凛の言葉は、どちらか一方を選ぶためのものではなかったからだ。
「お母様もです」
葵が、はっと顔を上げた。
「お父様を許してください、とは言いません」
葵は息を呑んだ。
「私も、まだ何が正しいのか分かりません。でも、今ここでお父様とお母様が別々の方を向いたら、桜はどこに帰ればいいのですか」
凛の声が震えた。
「お願いです。桜が帰ってきたなら、今度はちゃんと話してください。私にも、桜にも、隠さないでください」
時臣は、娘を見ていた。
優秀な後継者を見る目ではなかった。
ただ、父として娘を見る目でもなかった。
その両方を越えた何かが、そこにあった。
「桜は帰ってきたんです。まだ会えなくても、まだ触れなくても、帰ってきたんです。だったら、私たちがばらばらになったら駄目です」
凛は両手を握りしめた。
「お父様が間違えたなら、お父様が直してください。お母様が悲しいなら、私も一緒にいます。桜に触っちゃいけないなら、触りません。
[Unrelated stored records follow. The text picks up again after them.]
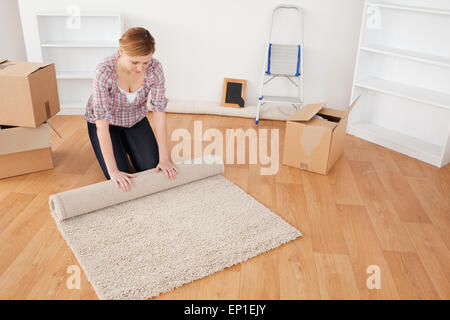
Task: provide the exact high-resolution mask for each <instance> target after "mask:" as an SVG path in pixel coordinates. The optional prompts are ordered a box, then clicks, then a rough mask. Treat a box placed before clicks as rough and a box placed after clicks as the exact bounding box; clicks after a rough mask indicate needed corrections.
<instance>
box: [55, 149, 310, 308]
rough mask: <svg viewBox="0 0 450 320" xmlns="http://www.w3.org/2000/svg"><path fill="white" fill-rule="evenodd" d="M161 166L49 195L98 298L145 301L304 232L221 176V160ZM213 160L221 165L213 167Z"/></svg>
mask: <svg viewBox="0 0 450 320" xmlns="http://www.w3.org/2000/svg"><path fill="white" fill-rule="evenodd" d="M197 160H202V159H196V160H194V163H193V164H188V163H177V164H176V167H177V168H178V174H177V177H176V179H175V180H169V179H167V178H166V177H165V176H164V174H163V173H162V172H156V171H155V169H151V170H147V171H143V172H138V173H136V178H133V183H134V187H132V188H131V189H130V190H129V191H128V192H125V191H123V190H121V189H118V188H117V187H116V186H115V185H114V183H113V182H112V181H111V180H108V181H103V182H99V183H96V184H92V185H88V186H85V187H82V188H78V189H73V190H69V191H65V192H61V193H58V194H54V195H52V196H50V198H49V206H50V212H51V214H52V216H53V217H54V219H55V221H56V224H57V226H58V228H59V230H60V231H61V233H62V235H63V236H64V238H65V239H66V241H67V243H68V245H69V246H70V248H71V249H72V251H73V252H74V254H75V256H76V257H77V259H78V261H79V263H80V265H81V267H82V268H83V269H84V271H85V273H86V276H87V277H88V279H89V281H90V282H91V284H92V286H93V288H94V290H95V291H96V293H97V295H98V296H99V298H100V299H146V298H151V297H154V296H158V295H159V294H161V293H164V292H168V291H170V290H172V289H174V288H177V287H179V286H181V285H183V284H186V283H189V282H192V281H194V280H197V279H200V278H202V277H205V276H208V275H210V274H213V273H215V272H217V271H220V270H223V269H224V268H226V267H229V266H232V265H234V264H237V263H241V262H243V261H246V260H247V259H249V258H251V257H254V256H256V255H258V254H261V253H263V252H265V251H268V250H270V249H273V248H276V247H278V246H280V245H281V244H283V243H286V242H289V241H291V240H294V239H296V238H297V237H299V236H301V235H302V234H301V233H300V231H299V230H297V229H296V228H294V227H293V226H291V225H290V224H288V223H287V222H286V221H284V220H283V219H282V218H280V217H279V216H278V215H276V214H275V213H273V212H272V211H271V210H270V209H268V208H267V207H265V206H264V205H262V204H261V203H259V202H258V201H256V200H255V199H254V198H252V197H251V196H250V195H248V194H247V193H245V192H244V191H243V190H242V189H240V188H239V187H238V186H236V185H234V184H233V183H232V182H230V181H228V180H227V179H226V178H225V177H224V176H223V175H222V173H223V171H224V167H223V163H222V162H221V159H219V158H216V157H213V158H205V159H203V160H204V161H203V163H199V164H195V161H197ZM211 162H216V163H212V164H208V163H211Z"/></svg>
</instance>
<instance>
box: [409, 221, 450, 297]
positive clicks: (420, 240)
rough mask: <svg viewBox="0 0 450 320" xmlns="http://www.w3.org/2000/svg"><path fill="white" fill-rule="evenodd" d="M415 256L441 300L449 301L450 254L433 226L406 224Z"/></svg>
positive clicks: (449, 295) (449, 288) (449, 291)
mask: <svg viewBox="0 0 450 320" xmlns="http://www.w3.org/2000/svg"><path fill="white" fill-rule="evenodd" d="M407 228H408V232H409V236H410V237H411V239H412V240H413V242H414V246H415V247H416V251H417V255H418V256H419V258H420V261H421V262H422V265H423V266H424V268H425V270H426V271H427V274H428V275H429V277H430V279H431V281H432V282H433V285H434V287H435V288H436V290H437V292H438V293H439V296H440V298H441V299H446V300H448V299H450V286H449V285H448V284H449V283H450V252H449V250H448V248H447V246H446V245H445V243H444V242H443V241H442V238H441V237H440V235H439V233H438V232H437V231H436V229H435V228H434V226H432V225H429V224H425V223H407Z"/></svg>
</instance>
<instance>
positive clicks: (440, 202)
mask: <svg viewBox="0 0 450 320" xmlns="http://www.w3.org/2000/svg"><path fill="white" fill-rule="evenodd" d="M407 181H408V184H409V186H410V187H411V189H412V190H413V192H414V194H415V195H416V197H417V199H419V201H420V203H421V205H422V206H423V208H424V209H425V210H426V212H427V215H428V217H429V218H430V220H431V221H432V223H433V226H434V227H435V228H436V230H438V231H439V233H440V234H441V237H442V239H443V240H444V242H445V244H446V246H447V248H448V249H450V214H449V212H450V201H449V200H448V198H449V195H450V193H449V194H447V197H445V196H443V195H442V194H441V193H440V192H439V190H438V189H437V188H436V186H435V184H434V183H433V182H432V180H431V179H430V178H427V177H425V178H422V177H420V178H415V177H414V178H409V177H408V178H407Z"/></svg>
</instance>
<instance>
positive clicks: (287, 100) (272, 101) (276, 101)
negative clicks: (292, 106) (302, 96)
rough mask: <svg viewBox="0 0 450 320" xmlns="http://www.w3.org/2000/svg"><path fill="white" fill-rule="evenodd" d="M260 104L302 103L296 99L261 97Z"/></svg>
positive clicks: (298, 100)
mask: <svg viewBox="0 0 450 320" xmlns="http://www.w3.org/2000/svg"><path fill="white" fill-rule="evenodd" d="M261 102H276V103H289V104H291V103H295V104H299V103H302V102H301V101H300V100H299V98H297V97H278V96H263V99H262V100H261Z"/></svg>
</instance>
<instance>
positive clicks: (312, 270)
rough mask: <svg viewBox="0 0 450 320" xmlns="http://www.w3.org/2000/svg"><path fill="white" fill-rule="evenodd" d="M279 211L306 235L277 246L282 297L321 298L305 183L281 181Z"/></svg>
mask: <svg viewBox="0 0 450 320" xmlns="http://www.w3.org/2000/svg"><path fill="white" fill-rule="evenodd" d="M277 214H278V215H280V216H281V217H282V218H283V219H284V220H286V221H287V222H288V223H289V224H291V225H292V226H294V227H296V228H297V229H298V230H300V232H302V234H303V236H302V237H300V238H297V239H296V240H294V241H291V242H289V243H287V244H285V245H283V246H281V247H280V248H277V252H278V256H279V260H278V261H279V263H278V264H279V276H280V298H281V299H320V290H319V286H318V284H317V283H318V279H317V270H316V266H315V264H314V263H311V261H314V251H313V246H312V242H311V233H310V223H309V220H308V214H307V212H306V206H305V202H304V194H303V187H302V186H301V185H298V184H295V183H278V184H277Z"/></svg>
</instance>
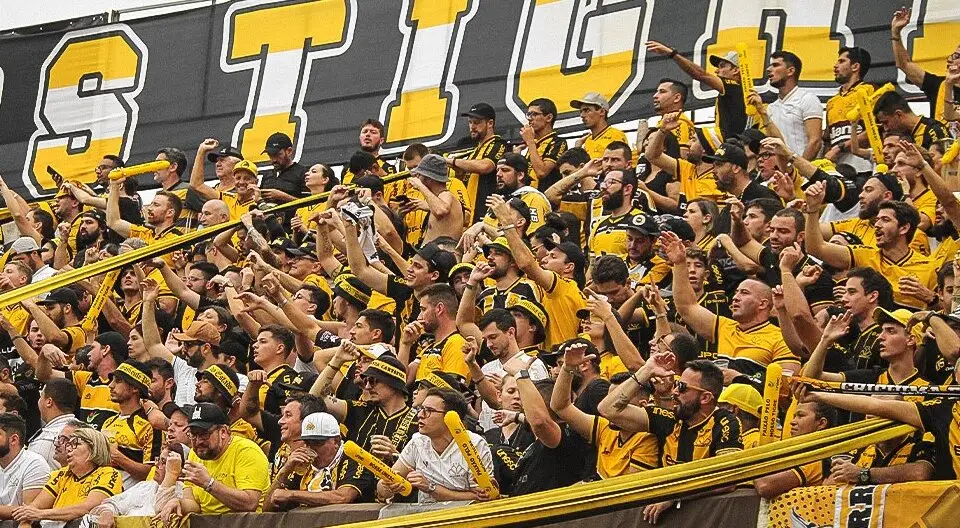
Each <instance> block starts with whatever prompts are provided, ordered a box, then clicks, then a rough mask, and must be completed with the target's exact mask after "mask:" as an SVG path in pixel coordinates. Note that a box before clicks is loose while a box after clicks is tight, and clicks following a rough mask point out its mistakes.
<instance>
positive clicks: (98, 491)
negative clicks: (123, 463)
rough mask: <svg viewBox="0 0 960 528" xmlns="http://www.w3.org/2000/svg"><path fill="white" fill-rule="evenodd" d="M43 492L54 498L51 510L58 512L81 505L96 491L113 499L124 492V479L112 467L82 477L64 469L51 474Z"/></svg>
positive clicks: (108, 467)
でも、私は桜のお姉ちゃんです」
凛は、時臣を見た。
「だから、私にもできることをください」
部屋に沈黙が落ちた。
葵は、口元を押さえていた。
涙は落ちていない。だが、もう限界に近かった。
時臣は、深く息を吐いた。
「凛」
「はい」
「見るだけなら、許す」
凛の目が揺れた。
「ただし、触れてはいけない。結界の内側へ入ってもいけない。私が命じた位置から動くな」
「はい」
「桜を助けたいなら、まず命令を守ることから始めなさい」
「はい」
凛は頷いた。
その声は、まだ震えていたが、折れてはいなかった。
葵が小さく言った。
「私も、見てもいいのですか」
時臣は一瞬、迷った。
葵に見せるべきではない。
そう判断する自分がいる。
だが、見せなければ、この家はもっと歪む。
「見るだけだ」
時臣は言った。
「近づくことはできない」
葵は目を閉じ、頷いた。
その時、時臣の耳にだけ声が届いた。
「よいぞ、時臣」
ギルガメッシュだった。
姿は見えない。
「貴様の娘は、貴様を裁きながら、貴様を見捨てぬらしい」
時臣は返事をしなかった。
返事をすれば、葵と凛に不審がられる。
それ以上に、今の言葉に返せるものがなかった。
「見ているか、我よ」
王は、どこか遠くへ向けるように笑った。
「こちらの時臣は、実に面白いものを見せておるぞ」
時臣は、何も聞こえなかったふりをして歩き出した。
葵と凛が後に続く。
離れの工房へ向かう廊下に、朝の光が差していた。
夜は明けた。
だが、何かが終わったわけではない。
むしろ、ここから始まるのだと、時臣は理解していた。